While US markets finished the day higher, markets in Europe finished the day lower after comments from Bank of France governor Villeroy de Galhau that an ECB rate rise would come soon after the asset purchase programme has ended, prompting some profit taking, as well as helping push bond yields higher.
The Chinese economy appears to be giving off mixed signals after a soft start to the year with the latest industrial production and retail sales numbers for April coming in at 7% and 9.4% respectively. The retail sales numbers were particularly disappointing, matching a one year low as consumer spending slowed down after a strong February and March. Industrial production was better showing a strong rebound from 6% to 7%, however fixed asset investment year to date was also weaker, down from 7.5% to 7%, the lowest level since 1999.
On the data front the latest preliminary German Q1 GDP numbers are expected to show a modest slowdown to 0.4% from 0.6% in Q4.
Last week the Bank of England in its latest inflation report adjusted its inflation, growth and wages forecasts lower over the next 12 months. The growth forecast was lowered to 1.4% from 1.7%, while the wage growth outlook was cut from 3% to 2.75% Policymakers also suggested that price pressure was subsiding and could well subside much faster than originally forecast in their February update.
It is true that CPI has fallen from 3.1% to levels of 2.5% in the latest March numbers, but it still seems rather early to predict that the recent upward pressure on prices is likely to ebb given that we in the April numbers alone we’ve seen council tax go up, pension contributions increase on an annualised basis, while petrol prices have risen from £1.20 a litre at the beginning of the year to about £1.25 now.
There are also a few utility price rises from the energy suppliers also scheduled to trickle down over the next few weeks and months.

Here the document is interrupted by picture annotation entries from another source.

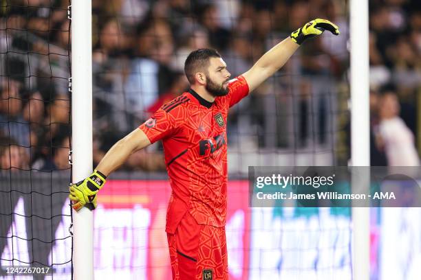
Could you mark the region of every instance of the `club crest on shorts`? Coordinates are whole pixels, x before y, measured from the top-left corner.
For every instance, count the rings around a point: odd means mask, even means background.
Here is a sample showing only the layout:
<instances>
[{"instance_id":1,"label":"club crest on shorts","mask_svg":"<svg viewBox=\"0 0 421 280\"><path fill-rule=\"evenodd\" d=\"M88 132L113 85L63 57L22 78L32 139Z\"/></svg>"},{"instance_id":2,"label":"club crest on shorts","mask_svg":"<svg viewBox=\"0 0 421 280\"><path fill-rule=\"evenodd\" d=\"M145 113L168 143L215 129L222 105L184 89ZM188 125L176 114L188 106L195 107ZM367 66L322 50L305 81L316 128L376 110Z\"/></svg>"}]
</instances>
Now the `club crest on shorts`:
<instances>
[{"instance_id":1,"label":"club crest on shorts","mask_svg":"<svg viewBox=\"0 0 421 280\"><path fill-rule=\"evenodd\" d=\"M213 271L211 269L203 270L203 280L213 280Z\"/></svg>"},{"instance_id":2,"label":"club crest on shorts","mask_svg":"<svg viewBox=\"0 0 421 280\"><path fill-rule=\"evenodd\" d=\"M144 122L144 125L148 128L152 128L156 124L156 119L153 118L150 118L147 121Z\"/></svg>"},{"instance_id":3,"label":"club crest on shorts","mask_svg":"<svg viewBox=\"0 0 421 280\"><path fill-rule=\"evenodd\" d=\"M225 123L224 122L224 118L222 117L222 114L219 113L216 114L214 117L217 124L218 124L218 126L222 127L225 125Z\"/></svg>"}]
</instances>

This makes it even more important that wages data can hold up in the comings weeks and months despite the Bank of England’s pessimism.

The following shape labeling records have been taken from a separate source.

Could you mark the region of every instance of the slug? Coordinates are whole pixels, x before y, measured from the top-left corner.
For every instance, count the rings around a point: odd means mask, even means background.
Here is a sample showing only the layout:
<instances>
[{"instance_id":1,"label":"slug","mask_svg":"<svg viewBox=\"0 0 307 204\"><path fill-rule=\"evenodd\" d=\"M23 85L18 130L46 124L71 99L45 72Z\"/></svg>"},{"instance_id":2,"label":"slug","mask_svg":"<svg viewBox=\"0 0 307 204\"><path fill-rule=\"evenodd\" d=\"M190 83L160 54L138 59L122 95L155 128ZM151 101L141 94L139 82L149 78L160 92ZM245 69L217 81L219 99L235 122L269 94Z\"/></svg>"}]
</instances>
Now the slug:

Most of the headlines in the past few months have been about job losses in retail as well as construction yet thus far the unemployment numbers have continued to come down, at 4.2% last month, and it is expected to stay at this level in the latest March numbers.
On the wages front for the three months to March weekly earnings including bonuses are expected to rise to 2.9%, however on the headline numbers we are expecting to see a fall to 2.6% from 2.8%.

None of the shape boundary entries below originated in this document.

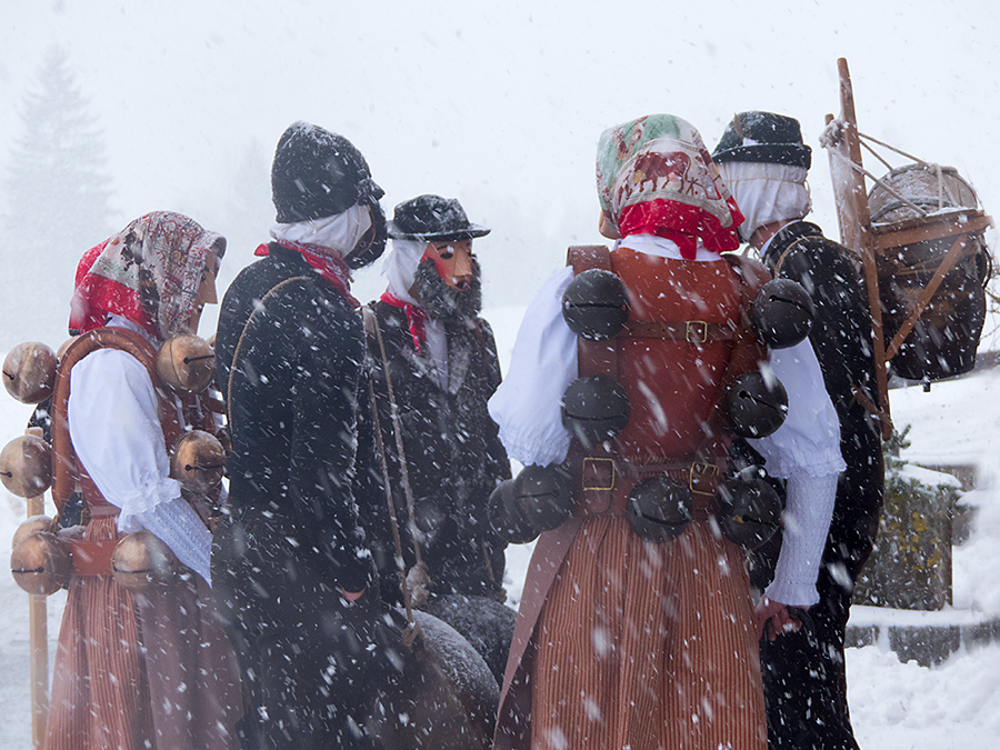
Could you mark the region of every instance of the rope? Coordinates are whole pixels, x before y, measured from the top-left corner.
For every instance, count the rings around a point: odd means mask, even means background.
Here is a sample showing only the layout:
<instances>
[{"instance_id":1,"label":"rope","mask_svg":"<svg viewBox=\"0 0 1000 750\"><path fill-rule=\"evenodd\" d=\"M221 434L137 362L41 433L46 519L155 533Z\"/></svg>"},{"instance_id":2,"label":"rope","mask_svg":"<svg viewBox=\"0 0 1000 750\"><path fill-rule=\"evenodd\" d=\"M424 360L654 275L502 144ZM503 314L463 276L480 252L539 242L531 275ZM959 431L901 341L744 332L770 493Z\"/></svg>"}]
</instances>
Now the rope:
<instances>
[{"instance_id":1,"label":"rope","mask_svg":"<svg viewBox=\"0 0 1000 750\"><path fill-rule=\"evenodd\" d=\"M903 198L902 196L900 196L898 192L896 192L896 190L893 190L893 189L890 188L888 184L886 184L886 182L883 182L882 180L880 180L879 178L877 178L874 174L872 174L871 172L869 172L869 171L868 171L867 169L864 169L861 164L856 164L856 163L854 163L853 161L851 161L848 157L843 156L842 153L840 153L839 151L837 151L837 150L834 150L834 149L830 149L830 153L831 153L832 156L837 157L838 159L840 159L841 161L846 161L848 164L850 164L851 169L853 169L856 172L860 172L861 174L863 174L864 177L867 177L869 180L871 180L871 181L874 182L877 186L879 186L880 188L882 188L882 190L884 190L886 192L888 192L890 196L892 196L892 197L896 198L897 200L902 201L903 203L906 203L907 206L909 206L911 209L913 209L914 211L917 211L918 213L920 213L920 216L922 216L922 217L930 216L930 212L929 212L929 211L923 210L922 208L920 208L919 206L917 206L917 203L913 203L912 201L908 200L907 198ZM920 162L920 163L924 163L924 162Z\"/></svg>"},{"instance_id":2,"label":"rope","mask_svg":"<svg viewBox=\"0 0 1000 750\"><path fill-rule=\"evenodd\" d=\"M923 164L924 167L930 167L930 163L926 162L923 159L914 157L912 153L907 153L902 149L898 149L894 146L889 146L889 143L887 143L886 141L880 141L878 138L872 138L871 136L866 136L864 133L862 133L860 131L858 132L858 137L866 138L866 139L870 140L872 143L878 143L879 146L884 146L890 151L896 151L901 157L906 157L907 159L909 159L911 161L916 161L917 163Z\"/></svg>"},{"instance_id":3,"label":"rope","mask_svg":"<svg viewBox=\"0 0 1000 750\"><path fill-rule=\"evenodd\" d=\"M417 564L422 564L423 559L420 556L420 542L418 540L419 530L417 529L416 521L416 501L413 500L413 488L410 486L410 472L407 469L407 452L403 449L402 442L402 428L399 423L399 404L396 401L396 391L392 389L392 376L389 373L389 357L386 353L386 342L382 340L382 329L379 326L379 319L374 313L374 310L371 308L366 308L368 310L368 314L370 318L367 320L370 321L371 328L374 332L376 341L379 344L379 354L382 358L382 372L386 373L386 391L389 396L389 416L392 419L392 434L396 438L396 450L399 454L399 473L400 480L403 486L403 494L407 498L407 513L409 514L409 519L407 519L407 526L410 530L410 538L413 541L413 556L417 559ZM362 317L364 314L362 313Z\"/></svg>"},{"instance_id":4,"label":"rope","mask_svg":"<svg viewBox=\"0 0 1000 750\"><path fill-rule=\"evenodd\" d=\"M362 308L364 310L367 308ZM363 313L362 313L363 314ZM386 458L386 446L382 442L382 428L379 423L379 408L376 401L374 383L368 381L368 399L371 403L371 418L374 422L376 447L379 451L379 463L382 467L382 481L386 486L386 504L389 508L389 526L392 528L392 541L396 544L396 568L399 571L399 590L402 592L403 607L407 610L407 629L402 636L403 644L409 649L417 640L417 636L421 636L420 626L413 619L413 607L411 604L410 590L407 588L407 564L402 558L402 539L399 536L399 519L396 517L396 503L392 502L392 486L389 481L389 460Z\"/></svg>"}]
</instances>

This fall certainly doesn’t tie in with some of the employer business surveys we are seeing which suggests wages are rising on the back of a tightening labour market.
Up until recent retail sales growth in the US was subdued but we saw a nice rebound in the March numbers of 0.6% and some of this momentum is expected to carry over into the April numbers with a gain of 0.3% expected. The rebound in consumer sentiment has been because wages are now starting to show signs of picking up, particularly with an unemployment rate now below 4%.
This rather overlooks the fact that US gasoline prices are now around $3 a gallon, well above the levels they were at the beginning of the year, and US consumers tend to become much more price sensitive on discretionary spending when prices move through this psychological barrier, even more so at this time of year as US driving season begins in earnest.
EUR/USD – the current rebound needs to overcome the 200-day MA above the 1.2000 area to suggest a short-term base might be in, after last week’s lows at the 1.1820 level. A move through 1.2030 could trigger a move towards 1.2100. The next key support area remains down near the 1.1780 level, as well as the December lows at 1.1710.
GBP/USD – continues to hold above this year’s low at 1.3460. However, we need to overcome the 1.3620 area to stabilise and argue for a move towards 1.3720. A failure to do so invites further losses towards the 1.3300 area in the medium term.
EUR/GBP – while below last week’s high at 0.8845 and the 200-day MA at 0.8880 the risk remains for a move back towards last week’s lows at 0.8740.
USD/JPY – currently trading between the recent highs at the 110.00 level last week, which is keeping the upside contained, and support at the 108.70 level. We also have key resistance up at the 200-day MA at 110.25, with trend line resistance at 110.50 behind that.